In particular, the five items on the meeting agenda are:
• 1st Issue: Withdrawal of all members of the Board of Directors of the Company.
• 2nd Issue: Election of a new Board of Directors of the Company (including independent / non-executive members).
• 3rd Issue: Withdrawal of all the members of the Audit Committee of the Company (no. 44 law 4449/2017).
• 4th Issue: Election of a new Audit Committee of the Company (no. 44 law 4449/2017).
• 5th Issue Management audit of the Company (last two years).
According to sources, Reggeborgh has expanded its controlling stake directly and indirectly in Ellaktor. It is said to have formed, together with other shareholders, a core that holds a total of around 35% of the company. Messrs. Anastasios and Dimitris Kallitsantsis, whose relations have not been harmonious lately, hold close to 25.6%. According to the latest announcements, the Dutch group has close to 6% of ELLAKTOR. At the same time, it has an option for the 12% that Leonidas Bombolas has today. For months now, it has been rumored that through other companies, the Dutch have at least another 10%. This percentage seems to have expanded in recent days through alliances.
The difference compared to the battle that culminated in July 2018 is that the Dutch group has different weapons at its disposal. It is already a partner of powerful investors and banks in several European markets, has holdings in a number of sectors from construction to energy and significant liquidity. As it is known, it is already the largest shareholder of the GEK TERNA group, with a percentage of over 30%.
Talk about doing "whatever It takes" to control the company have left the Kallitsantsis side unmoved. Yesterday afternoon, Ellaktor sources reported that an official request of the Dutch to convene an extraordinary general assembly had not been sent.
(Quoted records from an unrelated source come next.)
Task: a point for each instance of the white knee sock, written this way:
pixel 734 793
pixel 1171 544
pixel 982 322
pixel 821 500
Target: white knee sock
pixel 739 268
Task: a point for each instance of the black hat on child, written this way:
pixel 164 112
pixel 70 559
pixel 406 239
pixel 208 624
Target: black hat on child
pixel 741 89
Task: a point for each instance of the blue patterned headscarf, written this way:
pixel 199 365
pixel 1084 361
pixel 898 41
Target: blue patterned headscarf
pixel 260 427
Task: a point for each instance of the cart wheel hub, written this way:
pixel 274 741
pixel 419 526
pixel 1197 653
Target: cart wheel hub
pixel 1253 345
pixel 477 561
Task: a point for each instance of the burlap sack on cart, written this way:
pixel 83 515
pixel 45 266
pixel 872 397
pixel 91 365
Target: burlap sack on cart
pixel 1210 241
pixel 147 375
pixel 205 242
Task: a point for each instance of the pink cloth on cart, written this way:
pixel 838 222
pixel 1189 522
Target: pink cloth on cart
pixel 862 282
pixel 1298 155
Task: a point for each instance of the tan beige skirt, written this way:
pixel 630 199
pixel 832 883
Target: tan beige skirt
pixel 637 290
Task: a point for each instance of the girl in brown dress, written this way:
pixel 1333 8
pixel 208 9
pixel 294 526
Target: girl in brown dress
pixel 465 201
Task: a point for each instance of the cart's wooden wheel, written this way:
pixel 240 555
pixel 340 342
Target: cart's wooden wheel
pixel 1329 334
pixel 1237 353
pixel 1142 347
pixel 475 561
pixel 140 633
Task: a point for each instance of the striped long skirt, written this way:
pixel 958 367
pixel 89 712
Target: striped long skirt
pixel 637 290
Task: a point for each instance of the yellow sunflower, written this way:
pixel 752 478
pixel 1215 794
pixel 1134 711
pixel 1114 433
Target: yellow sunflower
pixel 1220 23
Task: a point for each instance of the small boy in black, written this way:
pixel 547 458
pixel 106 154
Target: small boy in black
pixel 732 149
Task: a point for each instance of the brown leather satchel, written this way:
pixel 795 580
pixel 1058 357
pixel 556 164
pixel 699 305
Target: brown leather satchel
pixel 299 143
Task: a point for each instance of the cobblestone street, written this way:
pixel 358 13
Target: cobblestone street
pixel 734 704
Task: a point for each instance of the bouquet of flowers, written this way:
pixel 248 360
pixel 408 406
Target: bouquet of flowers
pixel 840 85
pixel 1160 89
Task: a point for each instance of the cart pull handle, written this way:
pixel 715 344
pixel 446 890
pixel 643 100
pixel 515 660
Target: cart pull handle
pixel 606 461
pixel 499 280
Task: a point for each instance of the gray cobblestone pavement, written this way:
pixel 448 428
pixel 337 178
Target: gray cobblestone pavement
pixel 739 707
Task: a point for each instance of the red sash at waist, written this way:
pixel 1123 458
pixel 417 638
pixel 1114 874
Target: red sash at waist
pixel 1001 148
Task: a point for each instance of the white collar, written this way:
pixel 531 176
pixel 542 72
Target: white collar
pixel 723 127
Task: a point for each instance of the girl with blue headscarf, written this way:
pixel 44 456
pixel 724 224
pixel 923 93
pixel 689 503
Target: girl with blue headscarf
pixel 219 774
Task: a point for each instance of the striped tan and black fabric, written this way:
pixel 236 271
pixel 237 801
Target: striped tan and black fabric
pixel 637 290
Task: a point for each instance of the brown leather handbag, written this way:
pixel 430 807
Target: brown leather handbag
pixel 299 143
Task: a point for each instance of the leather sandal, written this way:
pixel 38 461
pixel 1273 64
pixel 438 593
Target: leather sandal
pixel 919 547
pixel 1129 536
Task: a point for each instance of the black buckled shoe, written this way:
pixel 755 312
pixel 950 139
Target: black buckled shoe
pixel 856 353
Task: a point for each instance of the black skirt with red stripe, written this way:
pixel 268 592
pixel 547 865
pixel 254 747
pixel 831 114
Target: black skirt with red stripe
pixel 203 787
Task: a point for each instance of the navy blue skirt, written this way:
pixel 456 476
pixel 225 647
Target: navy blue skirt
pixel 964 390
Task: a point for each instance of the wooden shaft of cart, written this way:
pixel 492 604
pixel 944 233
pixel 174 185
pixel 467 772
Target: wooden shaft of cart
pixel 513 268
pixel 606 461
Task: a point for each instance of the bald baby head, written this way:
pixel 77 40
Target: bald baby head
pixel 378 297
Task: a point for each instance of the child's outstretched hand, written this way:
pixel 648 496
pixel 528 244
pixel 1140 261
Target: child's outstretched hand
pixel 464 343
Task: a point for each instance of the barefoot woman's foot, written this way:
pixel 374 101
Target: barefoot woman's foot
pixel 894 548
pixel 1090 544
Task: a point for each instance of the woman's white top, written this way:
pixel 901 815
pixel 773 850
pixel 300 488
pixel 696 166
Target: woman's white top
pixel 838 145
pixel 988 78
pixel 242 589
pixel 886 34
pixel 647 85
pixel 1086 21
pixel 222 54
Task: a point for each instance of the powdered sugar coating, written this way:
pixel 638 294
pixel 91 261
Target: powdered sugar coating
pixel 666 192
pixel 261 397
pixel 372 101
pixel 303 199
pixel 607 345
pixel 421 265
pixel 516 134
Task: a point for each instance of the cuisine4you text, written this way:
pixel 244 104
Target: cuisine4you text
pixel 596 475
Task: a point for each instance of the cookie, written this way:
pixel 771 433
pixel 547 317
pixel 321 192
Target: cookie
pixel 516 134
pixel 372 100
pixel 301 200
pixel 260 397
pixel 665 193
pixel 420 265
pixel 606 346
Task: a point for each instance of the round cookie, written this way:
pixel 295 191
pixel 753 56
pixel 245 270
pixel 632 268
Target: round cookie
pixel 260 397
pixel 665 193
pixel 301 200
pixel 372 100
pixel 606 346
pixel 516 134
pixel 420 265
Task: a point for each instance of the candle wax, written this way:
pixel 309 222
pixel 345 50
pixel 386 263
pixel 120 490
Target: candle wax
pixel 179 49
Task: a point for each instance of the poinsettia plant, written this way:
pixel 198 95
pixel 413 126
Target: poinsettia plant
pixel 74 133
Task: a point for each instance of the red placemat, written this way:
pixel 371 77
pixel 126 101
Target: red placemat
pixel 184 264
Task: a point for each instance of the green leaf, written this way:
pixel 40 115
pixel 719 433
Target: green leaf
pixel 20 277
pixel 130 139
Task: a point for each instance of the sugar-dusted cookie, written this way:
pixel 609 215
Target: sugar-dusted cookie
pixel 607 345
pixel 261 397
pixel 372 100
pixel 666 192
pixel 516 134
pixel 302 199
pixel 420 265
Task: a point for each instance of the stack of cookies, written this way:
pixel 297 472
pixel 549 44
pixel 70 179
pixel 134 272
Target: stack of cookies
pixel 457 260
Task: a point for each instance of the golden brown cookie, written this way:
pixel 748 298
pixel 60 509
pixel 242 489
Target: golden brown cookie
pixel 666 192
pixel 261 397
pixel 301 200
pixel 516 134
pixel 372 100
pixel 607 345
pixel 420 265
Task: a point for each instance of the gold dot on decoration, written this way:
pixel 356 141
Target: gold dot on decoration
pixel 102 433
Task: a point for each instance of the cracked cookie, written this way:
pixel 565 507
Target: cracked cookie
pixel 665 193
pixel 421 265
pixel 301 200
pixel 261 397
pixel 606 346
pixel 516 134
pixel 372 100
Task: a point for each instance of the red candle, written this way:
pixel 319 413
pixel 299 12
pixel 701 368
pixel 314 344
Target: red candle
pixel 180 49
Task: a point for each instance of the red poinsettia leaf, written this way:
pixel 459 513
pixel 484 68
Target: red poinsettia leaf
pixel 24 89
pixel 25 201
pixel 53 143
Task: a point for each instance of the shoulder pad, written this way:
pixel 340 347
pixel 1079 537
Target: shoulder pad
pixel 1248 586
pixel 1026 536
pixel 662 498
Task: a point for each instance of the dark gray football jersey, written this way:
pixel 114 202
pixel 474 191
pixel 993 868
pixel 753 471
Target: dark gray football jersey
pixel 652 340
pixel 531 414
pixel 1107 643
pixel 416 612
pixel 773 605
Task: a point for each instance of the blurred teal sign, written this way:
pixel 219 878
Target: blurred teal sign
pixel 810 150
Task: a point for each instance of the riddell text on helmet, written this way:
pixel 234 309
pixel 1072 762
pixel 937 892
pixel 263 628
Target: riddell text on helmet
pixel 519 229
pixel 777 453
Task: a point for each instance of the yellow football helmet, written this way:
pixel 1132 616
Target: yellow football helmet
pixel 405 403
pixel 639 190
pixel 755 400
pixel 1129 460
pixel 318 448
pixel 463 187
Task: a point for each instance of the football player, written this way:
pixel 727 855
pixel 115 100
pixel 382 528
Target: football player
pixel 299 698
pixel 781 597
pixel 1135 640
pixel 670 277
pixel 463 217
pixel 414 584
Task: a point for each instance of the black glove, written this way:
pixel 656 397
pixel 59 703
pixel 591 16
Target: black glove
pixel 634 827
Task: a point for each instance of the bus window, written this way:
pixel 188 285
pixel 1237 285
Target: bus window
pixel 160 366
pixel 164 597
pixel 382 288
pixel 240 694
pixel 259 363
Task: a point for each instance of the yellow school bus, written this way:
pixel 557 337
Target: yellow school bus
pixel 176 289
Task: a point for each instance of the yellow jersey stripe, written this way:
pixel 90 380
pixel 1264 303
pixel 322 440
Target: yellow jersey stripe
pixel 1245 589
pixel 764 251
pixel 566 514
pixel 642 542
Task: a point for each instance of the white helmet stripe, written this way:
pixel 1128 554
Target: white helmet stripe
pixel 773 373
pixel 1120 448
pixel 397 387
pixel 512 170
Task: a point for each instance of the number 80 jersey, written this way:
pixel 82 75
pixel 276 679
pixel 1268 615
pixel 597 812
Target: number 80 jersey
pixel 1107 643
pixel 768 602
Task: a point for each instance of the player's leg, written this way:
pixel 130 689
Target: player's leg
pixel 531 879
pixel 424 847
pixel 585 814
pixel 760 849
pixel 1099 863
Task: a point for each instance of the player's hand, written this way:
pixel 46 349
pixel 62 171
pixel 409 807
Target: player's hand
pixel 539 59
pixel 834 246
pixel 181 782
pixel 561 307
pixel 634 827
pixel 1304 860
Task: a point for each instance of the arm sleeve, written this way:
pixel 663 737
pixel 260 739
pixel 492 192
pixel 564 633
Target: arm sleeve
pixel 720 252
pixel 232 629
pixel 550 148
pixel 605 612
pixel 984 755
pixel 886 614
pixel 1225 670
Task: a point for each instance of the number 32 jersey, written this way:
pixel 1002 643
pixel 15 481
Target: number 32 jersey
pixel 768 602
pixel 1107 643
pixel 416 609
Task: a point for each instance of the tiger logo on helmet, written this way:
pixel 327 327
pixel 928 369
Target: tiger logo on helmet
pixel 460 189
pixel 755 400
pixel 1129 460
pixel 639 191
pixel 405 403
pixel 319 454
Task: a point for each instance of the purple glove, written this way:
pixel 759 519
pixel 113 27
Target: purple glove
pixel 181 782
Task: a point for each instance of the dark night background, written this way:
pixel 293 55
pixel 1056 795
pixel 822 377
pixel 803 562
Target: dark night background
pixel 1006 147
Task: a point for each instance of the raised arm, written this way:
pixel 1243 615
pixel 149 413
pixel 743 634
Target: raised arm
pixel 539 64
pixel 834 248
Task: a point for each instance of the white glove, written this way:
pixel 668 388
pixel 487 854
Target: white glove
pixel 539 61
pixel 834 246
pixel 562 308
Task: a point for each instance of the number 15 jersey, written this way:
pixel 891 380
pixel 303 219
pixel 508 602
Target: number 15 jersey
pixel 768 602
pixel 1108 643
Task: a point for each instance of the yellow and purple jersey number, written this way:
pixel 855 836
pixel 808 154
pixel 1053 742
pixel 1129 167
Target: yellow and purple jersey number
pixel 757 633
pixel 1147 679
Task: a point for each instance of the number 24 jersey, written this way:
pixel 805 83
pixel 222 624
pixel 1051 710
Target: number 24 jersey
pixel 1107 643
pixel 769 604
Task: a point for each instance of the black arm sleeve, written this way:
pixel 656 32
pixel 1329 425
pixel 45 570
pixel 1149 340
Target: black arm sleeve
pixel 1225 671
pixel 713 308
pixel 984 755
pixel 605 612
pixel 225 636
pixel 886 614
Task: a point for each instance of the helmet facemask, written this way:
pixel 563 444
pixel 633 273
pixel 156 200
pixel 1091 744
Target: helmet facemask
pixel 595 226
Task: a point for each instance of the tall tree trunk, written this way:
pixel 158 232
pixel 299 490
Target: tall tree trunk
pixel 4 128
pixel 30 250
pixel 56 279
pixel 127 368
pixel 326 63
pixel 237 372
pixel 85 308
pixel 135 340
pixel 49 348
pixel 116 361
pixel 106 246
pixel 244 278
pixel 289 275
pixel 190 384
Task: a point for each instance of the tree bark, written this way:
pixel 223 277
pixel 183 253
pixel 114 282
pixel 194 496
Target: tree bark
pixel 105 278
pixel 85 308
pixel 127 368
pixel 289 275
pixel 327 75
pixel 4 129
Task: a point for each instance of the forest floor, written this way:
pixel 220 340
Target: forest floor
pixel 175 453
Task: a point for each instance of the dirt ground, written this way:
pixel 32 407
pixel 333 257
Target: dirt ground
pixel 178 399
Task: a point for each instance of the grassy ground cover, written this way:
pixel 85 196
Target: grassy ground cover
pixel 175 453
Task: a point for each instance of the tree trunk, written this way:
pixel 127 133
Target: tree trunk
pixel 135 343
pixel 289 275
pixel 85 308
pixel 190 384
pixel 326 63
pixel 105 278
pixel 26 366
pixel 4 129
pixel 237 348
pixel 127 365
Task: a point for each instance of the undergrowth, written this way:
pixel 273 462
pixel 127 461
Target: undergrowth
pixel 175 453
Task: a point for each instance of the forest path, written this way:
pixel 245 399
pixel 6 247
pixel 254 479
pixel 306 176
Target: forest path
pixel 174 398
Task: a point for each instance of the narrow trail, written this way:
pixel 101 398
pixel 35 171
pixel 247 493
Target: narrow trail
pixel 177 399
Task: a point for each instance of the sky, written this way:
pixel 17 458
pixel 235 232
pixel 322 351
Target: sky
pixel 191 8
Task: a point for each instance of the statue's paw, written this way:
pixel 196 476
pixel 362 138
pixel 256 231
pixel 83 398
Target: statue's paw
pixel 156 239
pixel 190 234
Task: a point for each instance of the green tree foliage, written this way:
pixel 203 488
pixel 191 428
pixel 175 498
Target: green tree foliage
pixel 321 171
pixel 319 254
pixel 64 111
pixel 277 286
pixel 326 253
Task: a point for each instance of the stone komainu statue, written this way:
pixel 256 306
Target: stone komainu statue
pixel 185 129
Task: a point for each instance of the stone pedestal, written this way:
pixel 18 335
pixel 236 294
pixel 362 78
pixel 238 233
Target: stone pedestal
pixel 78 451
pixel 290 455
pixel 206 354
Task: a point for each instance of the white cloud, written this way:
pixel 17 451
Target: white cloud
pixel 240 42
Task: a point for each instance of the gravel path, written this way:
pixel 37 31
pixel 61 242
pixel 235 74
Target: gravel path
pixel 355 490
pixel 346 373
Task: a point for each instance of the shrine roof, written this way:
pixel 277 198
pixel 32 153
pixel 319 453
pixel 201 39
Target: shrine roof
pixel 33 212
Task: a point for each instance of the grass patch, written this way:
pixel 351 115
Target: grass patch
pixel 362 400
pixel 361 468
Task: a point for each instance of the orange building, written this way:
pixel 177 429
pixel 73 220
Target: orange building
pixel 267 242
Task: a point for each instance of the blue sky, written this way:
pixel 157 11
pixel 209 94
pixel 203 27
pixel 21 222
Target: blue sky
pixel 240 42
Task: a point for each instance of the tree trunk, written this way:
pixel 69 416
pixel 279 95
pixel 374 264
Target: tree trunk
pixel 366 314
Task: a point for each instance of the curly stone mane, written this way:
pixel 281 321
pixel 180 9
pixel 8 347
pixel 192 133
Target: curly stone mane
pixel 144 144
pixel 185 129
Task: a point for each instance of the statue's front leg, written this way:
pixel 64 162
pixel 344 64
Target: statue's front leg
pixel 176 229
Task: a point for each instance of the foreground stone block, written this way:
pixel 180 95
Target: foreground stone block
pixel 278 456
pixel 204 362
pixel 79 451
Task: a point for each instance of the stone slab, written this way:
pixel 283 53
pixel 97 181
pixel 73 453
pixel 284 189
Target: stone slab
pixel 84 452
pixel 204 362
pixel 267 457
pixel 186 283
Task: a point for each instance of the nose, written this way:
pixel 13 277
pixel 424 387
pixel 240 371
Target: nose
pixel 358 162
They added that the request for administrative control has been submitted to the Court of First Instance, which will make the decision on whether to approve it or not. The management side of Ellaktor adds that "there are no reasons to approve such an audit". As they say, a few weeks ago, in mid-September, all the shareholders approved the actions of the management for the last year in the framework of the regular general assembly.
Share capital hike
In regards to the important issue that Ellaktor is currently facing, namely the need to increase its share capital, Reggeborgh sources directly link its own involvement with the change of management.
As mentioned, the Dutch company has already invested significant funds in Ellaktor and believes that the change of management is necessary in order to signal the restart of the company needed to inspire confidence in the market. To this end, Reggeborgh will contribute to the recovery of Ellaktor financing and will support a share capital increase that will provide the liquidity the company needs.
Reggeborgh's side appears confident that it will have the support of the majority of Ellaktor shareholders. According to sources at the Dutch company, the request for the election of a new Board of Directors has investors and shareholders on side guaranteeing the switchover at the general meeting.